More good news on the study front for those of us who have decided to accept our bodies the way they are.  Mindful eating research presented at the annual meeting of the American Psychological Association shows that women who practice size acceptance are more likely to follow principles of  healthy eating.

Tracy Tylka, co-author of the study, is conducting a variety of studies on intuitive eating (or mindful eating) and had a lot to say about its impact on eating and body weight.  Here’s her take on one of the most controversial tenets of mindful eating – the advice to eat when and what you want:”There’s this belief that if you give people unconditional permission to eat, they are going to binge and add on a lot of pounds. But that’s not what we have found.”  This very common fear comes up continually at Green Mountain. But like the researchers, we see the opposite – when we do give ourselves this permission, we begin to eat better.

Ms. Tylka also points out a reason for which we’ve been encouraging women to accept themselves and their bodies for some time now: “The message that women often hear is that some degree of body dissatisfaction is healthy because it could help them strive to take care of their bodies.  But it may be just the opposite: an appreciation of your body is needed to really adopt better eating habits.”
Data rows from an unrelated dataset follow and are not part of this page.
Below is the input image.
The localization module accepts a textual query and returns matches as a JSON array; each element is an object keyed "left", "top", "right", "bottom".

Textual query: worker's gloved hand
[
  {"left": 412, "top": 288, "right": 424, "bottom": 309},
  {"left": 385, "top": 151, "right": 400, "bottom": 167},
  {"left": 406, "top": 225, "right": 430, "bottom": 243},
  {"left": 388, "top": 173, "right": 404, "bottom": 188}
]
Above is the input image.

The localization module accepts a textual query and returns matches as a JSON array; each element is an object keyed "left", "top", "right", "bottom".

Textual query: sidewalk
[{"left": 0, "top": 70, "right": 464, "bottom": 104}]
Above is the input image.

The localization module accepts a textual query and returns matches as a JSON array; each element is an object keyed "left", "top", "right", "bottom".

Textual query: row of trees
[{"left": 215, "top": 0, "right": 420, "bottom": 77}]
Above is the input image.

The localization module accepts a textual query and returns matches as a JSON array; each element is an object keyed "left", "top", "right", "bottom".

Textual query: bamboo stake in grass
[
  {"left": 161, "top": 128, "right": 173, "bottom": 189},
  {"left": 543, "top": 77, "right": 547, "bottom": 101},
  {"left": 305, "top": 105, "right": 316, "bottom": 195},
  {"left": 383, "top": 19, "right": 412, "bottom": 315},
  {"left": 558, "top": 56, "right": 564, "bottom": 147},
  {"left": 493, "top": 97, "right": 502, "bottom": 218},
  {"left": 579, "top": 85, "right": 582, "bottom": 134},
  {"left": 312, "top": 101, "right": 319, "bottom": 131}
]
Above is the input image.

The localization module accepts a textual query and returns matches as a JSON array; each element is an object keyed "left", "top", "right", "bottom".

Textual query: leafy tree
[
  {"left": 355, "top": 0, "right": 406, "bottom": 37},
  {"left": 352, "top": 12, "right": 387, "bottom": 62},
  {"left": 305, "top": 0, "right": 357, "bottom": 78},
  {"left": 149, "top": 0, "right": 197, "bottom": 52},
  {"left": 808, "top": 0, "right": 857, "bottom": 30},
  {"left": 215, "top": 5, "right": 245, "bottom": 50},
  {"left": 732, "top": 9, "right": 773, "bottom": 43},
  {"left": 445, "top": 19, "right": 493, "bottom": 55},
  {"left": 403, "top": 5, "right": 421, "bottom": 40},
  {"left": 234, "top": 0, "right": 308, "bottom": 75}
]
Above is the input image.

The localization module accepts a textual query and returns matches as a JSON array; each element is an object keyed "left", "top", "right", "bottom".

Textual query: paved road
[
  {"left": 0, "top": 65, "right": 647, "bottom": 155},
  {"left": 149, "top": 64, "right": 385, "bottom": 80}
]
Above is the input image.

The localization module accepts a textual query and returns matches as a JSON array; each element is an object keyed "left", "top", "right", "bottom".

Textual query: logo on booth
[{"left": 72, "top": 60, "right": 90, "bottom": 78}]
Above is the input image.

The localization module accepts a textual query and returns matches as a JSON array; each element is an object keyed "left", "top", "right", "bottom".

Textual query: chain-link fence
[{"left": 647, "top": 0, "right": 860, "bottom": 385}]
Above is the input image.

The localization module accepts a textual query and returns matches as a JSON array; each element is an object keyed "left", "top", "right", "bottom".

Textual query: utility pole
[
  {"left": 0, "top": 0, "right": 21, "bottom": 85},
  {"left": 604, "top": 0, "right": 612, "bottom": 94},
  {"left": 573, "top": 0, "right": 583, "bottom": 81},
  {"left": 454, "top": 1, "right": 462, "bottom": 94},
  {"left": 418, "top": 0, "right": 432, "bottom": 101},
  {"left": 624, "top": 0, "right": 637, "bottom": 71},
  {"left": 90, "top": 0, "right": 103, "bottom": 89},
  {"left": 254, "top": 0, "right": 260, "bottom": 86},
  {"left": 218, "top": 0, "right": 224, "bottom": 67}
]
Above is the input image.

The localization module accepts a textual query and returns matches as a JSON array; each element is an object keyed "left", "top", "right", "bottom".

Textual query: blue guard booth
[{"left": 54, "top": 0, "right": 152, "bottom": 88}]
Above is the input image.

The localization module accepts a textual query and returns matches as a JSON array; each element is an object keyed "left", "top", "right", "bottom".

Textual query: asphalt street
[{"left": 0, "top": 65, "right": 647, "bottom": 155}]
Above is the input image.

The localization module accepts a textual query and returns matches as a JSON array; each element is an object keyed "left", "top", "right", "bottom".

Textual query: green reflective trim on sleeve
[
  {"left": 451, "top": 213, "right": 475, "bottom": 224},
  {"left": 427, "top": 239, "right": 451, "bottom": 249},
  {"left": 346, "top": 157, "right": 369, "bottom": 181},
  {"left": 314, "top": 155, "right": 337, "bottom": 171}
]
For those of us for whom healthy weights mean weight loss, there’s also good news.  In a small study of 199 college women, the researchers found that those who followed mindful eating principles had a lower Body Mass Index (BMI) than those who didn’t. “It seems amazing, but it is true,” says Tylka. “If you listen to your body signals in determining what, when, and how much to eat, you are not going to binge and you’re going to eat an appropriate amounts of nutrient-dense foods.”

It’s good to have what we think is common sense confirmed in the scientific literature (albeit common sense that’s gotten buried in the morass of nonsensical diet advice).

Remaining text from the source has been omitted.